Peter Thorpe, the local reporter — having already heard the joke over Panda Express takeout at the principal’s house two nights earlier — decided against challenging his old friend’s logic. They had graduated as Rebels fewer than thirty years ago.

Quickly the conversation turned to identifying the culprit. For his part, Joshua Stilt — whose last name provoked jokes about his five-foot-nothing frame — became the first suspect. “If I’d wanted to make a political statement,” he told the reporter when he began to feel accused, “I’d have come up with something more intelligent.”

The story might have ended there had the local news segment not been seen by a famous film director, who happened to be this far north of Los Angeles to shoot an explosion scene in the desert. The director, a woman whose own fight for legitimacy in the male-dominated field of Hollywood action films had nurtured in her a sensitivity to the just indignations of others, sent a brief but excoriating email to the chiefs of major news organizations across California. Word spread. Soon, reporters at every major television network wanted a sit-down with Joshua Stilt. The local interest — who sullied Rebby the Blue? — was replaced by a national interest: What young black kid in twenty-first-century California would willingly don the uniform — cartoonlike or not — of a Confederate soldier?

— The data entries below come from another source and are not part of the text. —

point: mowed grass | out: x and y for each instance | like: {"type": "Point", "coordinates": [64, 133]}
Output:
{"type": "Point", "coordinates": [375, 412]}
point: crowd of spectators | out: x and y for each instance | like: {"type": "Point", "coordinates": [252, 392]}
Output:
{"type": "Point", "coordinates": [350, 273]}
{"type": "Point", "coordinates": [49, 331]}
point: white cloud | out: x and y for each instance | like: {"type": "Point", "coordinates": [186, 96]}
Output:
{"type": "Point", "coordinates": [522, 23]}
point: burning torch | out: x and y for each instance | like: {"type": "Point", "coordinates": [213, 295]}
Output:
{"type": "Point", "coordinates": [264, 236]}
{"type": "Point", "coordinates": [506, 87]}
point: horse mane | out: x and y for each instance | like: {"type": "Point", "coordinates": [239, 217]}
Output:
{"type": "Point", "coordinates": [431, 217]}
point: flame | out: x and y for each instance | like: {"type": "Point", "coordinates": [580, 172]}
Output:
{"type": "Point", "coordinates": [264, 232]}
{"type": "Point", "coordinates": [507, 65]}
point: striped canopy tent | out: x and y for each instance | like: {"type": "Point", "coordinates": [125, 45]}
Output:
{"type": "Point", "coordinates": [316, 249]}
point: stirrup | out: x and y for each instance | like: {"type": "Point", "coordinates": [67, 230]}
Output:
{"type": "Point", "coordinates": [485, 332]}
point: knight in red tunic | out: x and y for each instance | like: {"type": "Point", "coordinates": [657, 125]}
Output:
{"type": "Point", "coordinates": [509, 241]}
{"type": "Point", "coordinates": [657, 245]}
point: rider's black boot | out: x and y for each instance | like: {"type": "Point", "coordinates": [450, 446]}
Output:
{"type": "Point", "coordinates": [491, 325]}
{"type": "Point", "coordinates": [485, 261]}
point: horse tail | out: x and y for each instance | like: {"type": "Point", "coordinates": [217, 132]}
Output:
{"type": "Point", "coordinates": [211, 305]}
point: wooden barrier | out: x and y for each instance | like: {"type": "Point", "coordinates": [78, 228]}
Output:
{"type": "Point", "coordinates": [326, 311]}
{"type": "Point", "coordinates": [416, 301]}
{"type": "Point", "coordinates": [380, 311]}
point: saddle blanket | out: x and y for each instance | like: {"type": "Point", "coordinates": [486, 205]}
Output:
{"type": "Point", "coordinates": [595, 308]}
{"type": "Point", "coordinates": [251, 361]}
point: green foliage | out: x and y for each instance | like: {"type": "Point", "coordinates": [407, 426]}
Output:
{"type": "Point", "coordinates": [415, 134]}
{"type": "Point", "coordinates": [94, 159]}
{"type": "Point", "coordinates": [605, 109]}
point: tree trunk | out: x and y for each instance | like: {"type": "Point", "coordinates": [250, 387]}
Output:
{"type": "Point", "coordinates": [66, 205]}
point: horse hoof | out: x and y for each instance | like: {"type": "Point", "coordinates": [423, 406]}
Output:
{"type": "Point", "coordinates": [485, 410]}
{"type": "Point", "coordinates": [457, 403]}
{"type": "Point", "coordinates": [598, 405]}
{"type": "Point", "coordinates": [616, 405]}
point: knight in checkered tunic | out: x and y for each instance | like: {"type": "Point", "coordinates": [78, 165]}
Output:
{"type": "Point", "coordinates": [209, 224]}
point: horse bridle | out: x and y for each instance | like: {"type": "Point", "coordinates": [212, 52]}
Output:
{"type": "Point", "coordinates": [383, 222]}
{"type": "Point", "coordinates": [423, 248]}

Interview after interview produced the same response from Joshua Stilt: “I really enjoyed being the mascot, and I couldn’t change what the mascot was.” But what Joshua Stilt felt he could not do, national media attention proved able to. Shortly after the story broke, petitions, rallies, and lawsuits were organized to replace Rebby the Blue with a less political mascot for Antelope Valley High. After consulting his conscience, his Bible, his school district, and an online national poll, the suddenly apologetic principal revealed the new mascot at an assembly on the football field. An actual desert tortoise had been borrowed for the event from the conservatory, and, released from its cage, began eating blades of grass that had been painted white with the high school’s logo, a Stars and Bars flag that had not yet been replaced.